Bonne journée à toi aussi!
Superbe écrit, je ne m’en lasse pas!!!!!!!!!
Merci cher Pierrot! Prends donc une autre tranche de la robe de Jésus, c’est du massepain 😉
C’est bien écrit, c’est sûr. C’est drôle, c’est sûr.
Que dieu te garde !
amitiés.
Celui avec le fouet, alors! L’autre, j’ai pas trop confiance!

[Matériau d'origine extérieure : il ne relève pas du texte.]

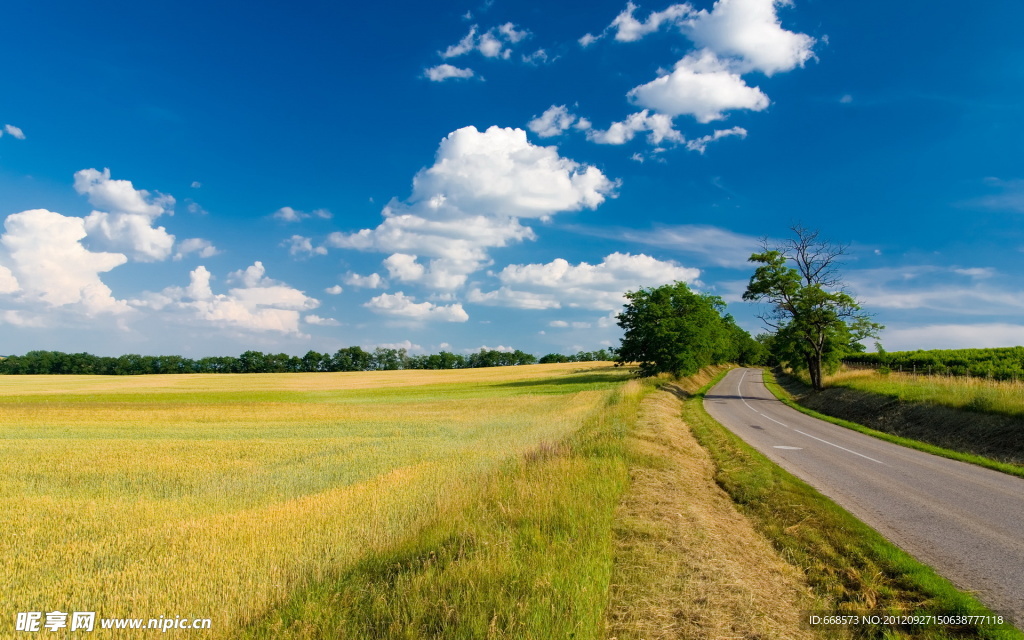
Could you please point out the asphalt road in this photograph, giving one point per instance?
(965, 521)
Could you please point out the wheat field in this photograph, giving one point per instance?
(216, 496)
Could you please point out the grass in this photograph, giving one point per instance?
(223, 496)
(851, 568)
(978, 394)
(786, 397)
(687, 563)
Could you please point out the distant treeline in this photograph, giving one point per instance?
(348, 358)
(1000, 364)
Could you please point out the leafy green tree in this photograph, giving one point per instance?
(670, 329)
(816, 323)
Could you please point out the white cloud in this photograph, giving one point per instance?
(300, 245)
(403, 266)
(409, 345)
(203, 248)
(977, 272)
(552, 122)
(8, 284)
(260, 304)
(629, 29)
(953, 336)
(374, 281)
(491, 43)
(483, 347)
(700, 143)
(559, 284)
(538, 57)
(321, 322)
(46, 263)
(658, 127)
(400, 305)
(750, 32)
(714, 245)
(13, 131)
(472, 200)
(125, 215)
(700, 85)
(20, 318)
(288, 214)
(511, 34)
(1010, 198)
(444, 72)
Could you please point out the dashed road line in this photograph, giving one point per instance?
(743, 399)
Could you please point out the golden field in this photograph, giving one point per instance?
(216, 496)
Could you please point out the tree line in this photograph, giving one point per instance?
(344, 359)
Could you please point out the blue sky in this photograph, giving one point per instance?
(204, 178)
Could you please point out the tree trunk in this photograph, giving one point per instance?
(814, 368)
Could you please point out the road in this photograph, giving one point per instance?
(965, 521)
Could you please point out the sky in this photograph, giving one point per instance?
(203, 178)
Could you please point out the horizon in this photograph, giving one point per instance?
(216, 178)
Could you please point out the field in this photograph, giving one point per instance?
(980, 394)
(223, 496)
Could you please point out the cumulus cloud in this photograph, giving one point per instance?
(473, 199)
(321, 322)
(712, 244)
(699, 85)
(124, 215)
(374, 281)
(700, 143)
(751, 33)
(629, 29)
(657, 126)
(400, 305)
(13, 131)
(203, 248)
(491, 43)
(987, 335)
(288, 214)
(259, 304)
(45, 262)
(444, 72)
(559, 284)
(300, 245)
(552, 122)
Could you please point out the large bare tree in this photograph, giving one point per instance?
(814, 320)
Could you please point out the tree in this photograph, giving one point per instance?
(670, 329)
(815, 321)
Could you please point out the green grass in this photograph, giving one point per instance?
(977, 394)
(981, 461)
(850, 566)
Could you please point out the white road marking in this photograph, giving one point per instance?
(838, 446)
(740, 394)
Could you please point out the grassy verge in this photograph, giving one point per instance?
(981, 461)
(529, 557)
(851, 567)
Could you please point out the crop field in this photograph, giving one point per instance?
(222, 496)
(996, 396)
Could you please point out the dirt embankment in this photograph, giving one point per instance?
(996, 436)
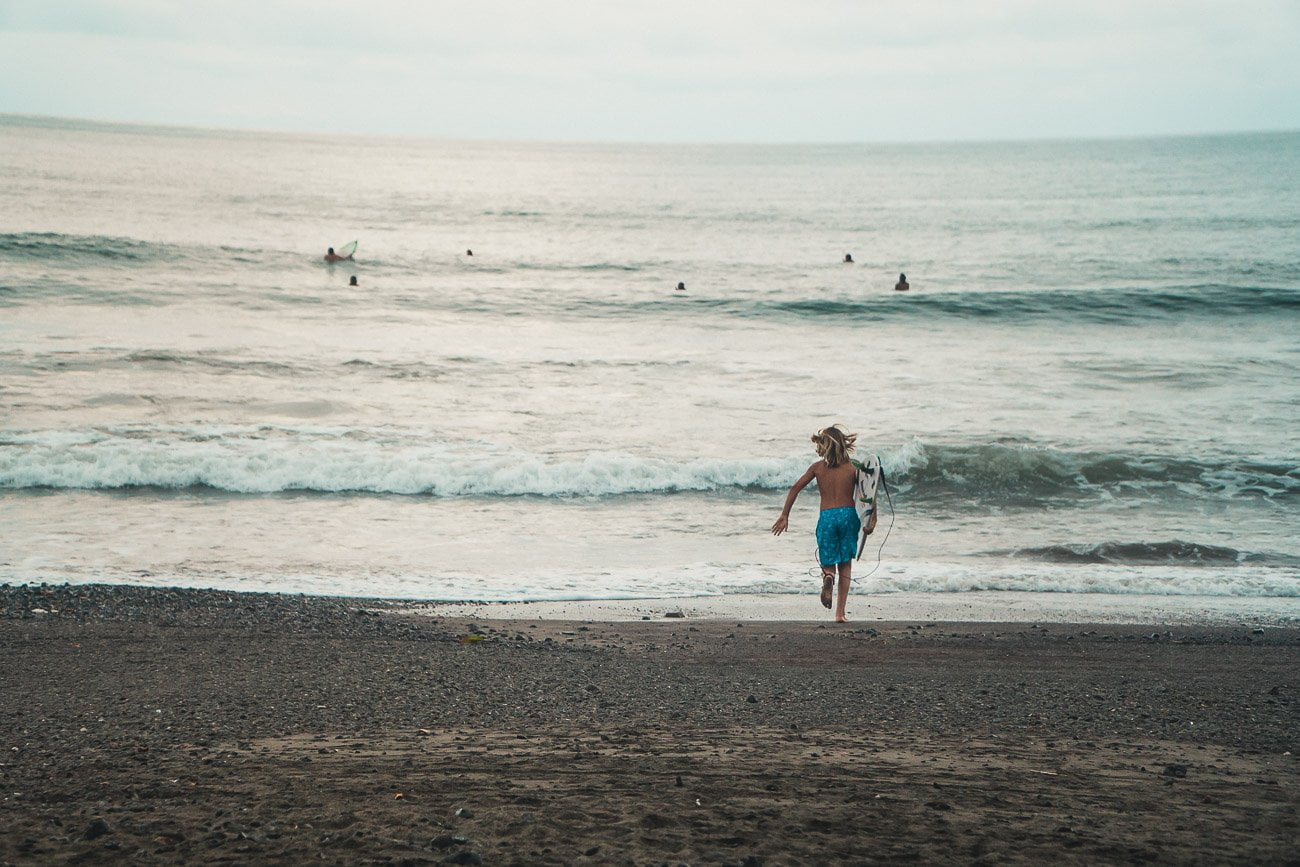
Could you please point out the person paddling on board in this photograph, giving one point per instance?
(839, 524)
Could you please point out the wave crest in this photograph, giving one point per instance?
(268, 459)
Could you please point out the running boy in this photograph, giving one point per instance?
(837, 525)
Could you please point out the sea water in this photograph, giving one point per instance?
(1091, 386)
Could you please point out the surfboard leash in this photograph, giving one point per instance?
(888, 529)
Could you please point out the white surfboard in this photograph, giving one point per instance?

Bien bel écrit,mais tu vois,j’ai vécu ma jeunesse
avec les soeurs et les curés,ma famille était trés coyante,
et moi aussi,et même encore maintenant ,alors je ne dis
rien …
Je te souhaite une belle et agréable soirée,bisous à toi,
ma belle.
Moi aussi, soeurs et curés, des bons et des mauvais, et surtout beaucoup de très médiocres. Ceci dit… je suis croyante en dépit des images saintes à l’eau de rose et des chipies en cornettes!
Bisous Mimi!
Ah, ha, ça vole superbement!
Je n’ai jamais croqué de Jésus en massepain, non, n’y cru en rien, mais je lisais (au grand bonheur des soeurs) les histoires de la Bible avec un immense plaisir; les mystères de miracles me fascinaient, les personnages devenaient vivants…voilà.
Bon weekend Edmée.
J’adorais l’ancien testament, avec Jézabel, Joseph jeté dans le puits par ses frères, Moise dans son petit panier d’osier… d’autant que c’était la grande époque des films bibliques!!!
Bon dimanche!
Bon début de semaine:-)
Toi aussi… venteux en tout cas!
La bible racontée version Edmée, c’est génial, on dirait une sit-com…surtout l’histoire d’amour de Marie qui en pince pour Jesus…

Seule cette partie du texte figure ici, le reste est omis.